July 3rd, 2006
Is Myhrvold now a blast from the past?
In the 1990s Nathan Myhrvold was big. Real big.
As CTO of Microsoft, he was the keeper of the company’s crown intellectual jewels, and expected to be the engine who produced more. Microsoft under his watch amassed one of the world’s great patent portfolios.
But on reading some recent stories about him, I wonder if he isn’t now a man out of his time?
Myhrvold’s new outfit, Intellectual Ventures, is in the patent business. It buys patents, and tries to come up with its own patentable ideas.

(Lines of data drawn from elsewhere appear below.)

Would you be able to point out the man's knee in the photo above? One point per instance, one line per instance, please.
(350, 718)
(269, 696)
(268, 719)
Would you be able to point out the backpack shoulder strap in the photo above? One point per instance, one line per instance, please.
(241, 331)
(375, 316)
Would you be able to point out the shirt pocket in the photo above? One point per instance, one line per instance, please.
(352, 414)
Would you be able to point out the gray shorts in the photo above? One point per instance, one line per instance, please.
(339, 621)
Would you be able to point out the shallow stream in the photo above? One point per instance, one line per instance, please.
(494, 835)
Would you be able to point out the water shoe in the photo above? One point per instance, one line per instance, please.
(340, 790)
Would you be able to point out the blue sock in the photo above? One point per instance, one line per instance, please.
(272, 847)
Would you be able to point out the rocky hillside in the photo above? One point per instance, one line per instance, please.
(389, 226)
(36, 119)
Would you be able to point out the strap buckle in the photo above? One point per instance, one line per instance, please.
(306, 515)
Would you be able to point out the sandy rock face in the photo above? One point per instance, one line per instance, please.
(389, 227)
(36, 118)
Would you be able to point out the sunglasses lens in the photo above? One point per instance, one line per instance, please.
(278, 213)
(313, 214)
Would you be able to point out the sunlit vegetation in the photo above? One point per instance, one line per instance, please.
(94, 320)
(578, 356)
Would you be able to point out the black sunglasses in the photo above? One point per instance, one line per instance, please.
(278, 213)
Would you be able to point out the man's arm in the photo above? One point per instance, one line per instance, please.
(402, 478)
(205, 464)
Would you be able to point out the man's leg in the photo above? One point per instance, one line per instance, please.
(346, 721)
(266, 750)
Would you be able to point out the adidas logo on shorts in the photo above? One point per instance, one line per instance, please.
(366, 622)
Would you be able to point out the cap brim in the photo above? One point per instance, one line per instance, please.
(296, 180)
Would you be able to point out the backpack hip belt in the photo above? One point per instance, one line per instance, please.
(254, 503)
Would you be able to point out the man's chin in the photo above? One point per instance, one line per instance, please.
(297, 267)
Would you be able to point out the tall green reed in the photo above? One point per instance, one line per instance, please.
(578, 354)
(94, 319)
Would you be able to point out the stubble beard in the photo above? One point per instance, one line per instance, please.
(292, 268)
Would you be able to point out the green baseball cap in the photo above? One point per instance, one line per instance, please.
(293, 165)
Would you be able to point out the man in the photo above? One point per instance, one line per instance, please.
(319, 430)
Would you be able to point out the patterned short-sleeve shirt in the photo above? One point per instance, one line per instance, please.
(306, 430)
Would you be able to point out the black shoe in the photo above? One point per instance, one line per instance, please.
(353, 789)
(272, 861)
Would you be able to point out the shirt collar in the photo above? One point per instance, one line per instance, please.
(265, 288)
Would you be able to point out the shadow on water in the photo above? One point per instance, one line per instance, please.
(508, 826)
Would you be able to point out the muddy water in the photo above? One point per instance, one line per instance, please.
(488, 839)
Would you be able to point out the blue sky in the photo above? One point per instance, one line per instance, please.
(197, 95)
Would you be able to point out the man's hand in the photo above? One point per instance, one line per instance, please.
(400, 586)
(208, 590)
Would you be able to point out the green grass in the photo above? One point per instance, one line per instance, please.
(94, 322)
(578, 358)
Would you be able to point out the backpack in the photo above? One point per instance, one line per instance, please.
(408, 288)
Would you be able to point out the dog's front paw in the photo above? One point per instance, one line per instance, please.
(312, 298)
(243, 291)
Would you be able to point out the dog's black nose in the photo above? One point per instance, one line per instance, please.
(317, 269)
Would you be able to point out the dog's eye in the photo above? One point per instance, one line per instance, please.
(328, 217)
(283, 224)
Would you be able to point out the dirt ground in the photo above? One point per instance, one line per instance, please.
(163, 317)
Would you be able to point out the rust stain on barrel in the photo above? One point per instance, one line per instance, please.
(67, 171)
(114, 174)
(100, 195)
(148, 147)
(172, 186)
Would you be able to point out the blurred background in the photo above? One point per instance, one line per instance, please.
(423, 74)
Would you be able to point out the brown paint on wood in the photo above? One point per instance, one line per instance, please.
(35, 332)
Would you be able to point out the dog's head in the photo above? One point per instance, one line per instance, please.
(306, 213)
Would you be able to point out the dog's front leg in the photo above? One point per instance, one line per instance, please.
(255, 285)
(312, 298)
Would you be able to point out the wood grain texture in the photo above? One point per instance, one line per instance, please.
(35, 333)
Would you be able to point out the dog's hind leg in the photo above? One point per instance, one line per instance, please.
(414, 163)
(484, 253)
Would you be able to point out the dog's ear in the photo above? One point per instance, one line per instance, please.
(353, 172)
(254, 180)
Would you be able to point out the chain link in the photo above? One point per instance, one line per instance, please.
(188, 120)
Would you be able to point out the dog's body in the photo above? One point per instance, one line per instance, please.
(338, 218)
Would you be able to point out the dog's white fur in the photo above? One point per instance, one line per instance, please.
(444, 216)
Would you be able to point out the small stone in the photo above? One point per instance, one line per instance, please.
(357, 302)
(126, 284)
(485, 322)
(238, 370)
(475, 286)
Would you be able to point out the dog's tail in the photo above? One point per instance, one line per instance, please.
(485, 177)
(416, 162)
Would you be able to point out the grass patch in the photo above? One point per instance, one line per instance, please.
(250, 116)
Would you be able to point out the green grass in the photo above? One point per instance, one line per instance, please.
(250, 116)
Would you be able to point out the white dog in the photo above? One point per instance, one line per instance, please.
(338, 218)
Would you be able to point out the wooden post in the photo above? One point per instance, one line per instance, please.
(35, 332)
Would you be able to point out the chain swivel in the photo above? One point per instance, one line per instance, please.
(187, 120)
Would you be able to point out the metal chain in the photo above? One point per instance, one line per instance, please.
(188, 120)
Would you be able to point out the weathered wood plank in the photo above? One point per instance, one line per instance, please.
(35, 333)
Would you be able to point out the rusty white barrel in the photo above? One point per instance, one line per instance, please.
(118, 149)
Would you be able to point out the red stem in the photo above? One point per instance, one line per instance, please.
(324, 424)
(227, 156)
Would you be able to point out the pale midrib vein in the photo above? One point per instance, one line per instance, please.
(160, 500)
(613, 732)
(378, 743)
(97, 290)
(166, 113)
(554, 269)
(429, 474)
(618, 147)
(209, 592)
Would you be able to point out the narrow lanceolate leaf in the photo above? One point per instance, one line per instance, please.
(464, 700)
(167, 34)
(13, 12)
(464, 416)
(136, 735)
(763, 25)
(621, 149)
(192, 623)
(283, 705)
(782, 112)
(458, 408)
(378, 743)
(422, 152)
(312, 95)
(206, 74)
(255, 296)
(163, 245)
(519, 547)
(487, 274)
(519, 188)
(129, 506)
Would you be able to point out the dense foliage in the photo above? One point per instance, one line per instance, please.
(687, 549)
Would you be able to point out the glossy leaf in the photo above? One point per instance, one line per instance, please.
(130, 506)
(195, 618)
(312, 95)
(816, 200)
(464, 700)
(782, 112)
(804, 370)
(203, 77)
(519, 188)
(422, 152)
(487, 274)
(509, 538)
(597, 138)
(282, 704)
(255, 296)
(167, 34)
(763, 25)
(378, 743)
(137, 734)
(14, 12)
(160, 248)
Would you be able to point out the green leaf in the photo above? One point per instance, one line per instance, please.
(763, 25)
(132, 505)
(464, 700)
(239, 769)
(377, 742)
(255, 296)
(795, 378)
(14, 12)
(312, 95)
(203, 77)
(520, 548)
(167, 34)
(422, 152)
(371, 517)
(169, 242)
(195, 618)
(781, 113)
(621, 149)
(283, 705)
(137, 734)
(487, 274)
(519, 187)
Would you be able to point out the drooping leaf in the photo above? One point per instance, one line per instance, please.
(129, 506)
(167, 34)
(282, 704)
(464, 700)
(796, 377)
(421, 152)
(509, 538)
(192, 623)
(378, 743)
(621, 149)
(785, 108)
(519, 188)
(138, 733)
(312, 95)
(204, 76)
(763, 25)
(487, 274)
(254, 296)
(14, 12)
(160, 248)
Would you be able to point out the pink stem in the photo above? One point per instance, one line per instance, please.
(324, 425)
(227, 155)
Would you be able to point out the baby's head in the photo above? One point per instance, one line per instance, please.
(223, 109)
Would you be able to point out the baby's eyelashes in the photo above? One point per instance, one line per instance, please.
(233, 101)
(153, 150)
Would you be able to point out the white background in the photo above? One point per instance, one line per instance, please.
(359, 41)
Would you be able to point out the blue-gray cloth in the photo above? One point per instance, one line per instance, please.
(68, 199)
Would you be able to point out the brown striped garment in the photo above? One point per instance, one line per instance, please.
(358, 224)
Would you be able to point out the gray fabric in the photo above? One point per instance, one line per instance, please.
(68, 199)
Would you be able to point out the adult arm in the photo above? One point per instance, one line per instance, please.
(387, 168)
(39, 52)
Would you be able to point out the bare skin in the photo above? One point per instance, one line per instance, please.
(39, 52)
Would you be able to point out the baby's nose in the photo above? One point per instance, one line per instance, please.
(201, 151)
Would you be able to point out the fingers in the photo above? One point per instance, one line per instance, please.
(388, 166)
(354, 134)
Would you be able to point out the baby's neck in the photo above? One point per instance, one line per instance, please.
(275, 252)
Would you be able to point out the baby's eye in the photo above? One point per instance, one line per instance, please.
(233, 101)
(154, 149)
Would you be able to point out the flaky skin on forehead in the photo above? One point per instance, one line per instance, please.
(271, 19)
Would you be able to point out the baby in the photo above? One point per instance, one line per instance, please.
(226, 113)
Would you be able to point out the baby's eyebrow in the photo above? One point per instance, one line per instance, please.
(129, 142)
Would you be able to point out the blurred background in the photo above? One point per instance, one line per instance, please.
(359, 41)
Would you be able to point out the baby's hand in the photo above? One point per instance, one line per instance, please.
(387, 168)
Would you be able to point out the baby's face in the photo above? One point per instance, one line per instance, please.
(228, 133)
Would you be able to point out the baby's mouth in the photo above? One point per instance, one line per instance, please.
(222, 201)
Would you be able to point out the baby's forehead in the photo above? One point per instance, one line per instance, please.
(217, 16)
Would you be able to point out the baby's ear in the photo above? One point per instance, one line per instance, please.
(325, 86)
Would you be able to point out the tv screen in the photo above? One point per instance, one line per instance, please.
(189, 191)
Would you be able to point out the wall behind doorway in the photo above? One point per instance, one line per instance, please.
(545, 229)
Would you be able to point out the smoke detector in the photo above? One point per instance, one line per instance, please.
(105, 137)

Reading a Business Week piece on his process, it sounds a lot like what the Gates Foundation is up to, only Myhrvold aims to profit from the ideas through licensing. But a Fortune piece on him has tech execs giving him a more derogatory name — patent troll. Techdirt calls his approach patent hoarding.
The idea of making a market in patents actually goes against the grain of open source practice, which is that you put the essentials in a shared pot and build innovation on top of it. What was seen as clever in the 1990s is now seen by some as stealing.
This is a major sea change in the history of innovation. Laws that were changed to benefit tech companies in the 1990s are now seen as a hindrance. What happened between times, I think, is that open source proved itself.
What most tech execs want to declare independence from this year, it seems, are lawyers.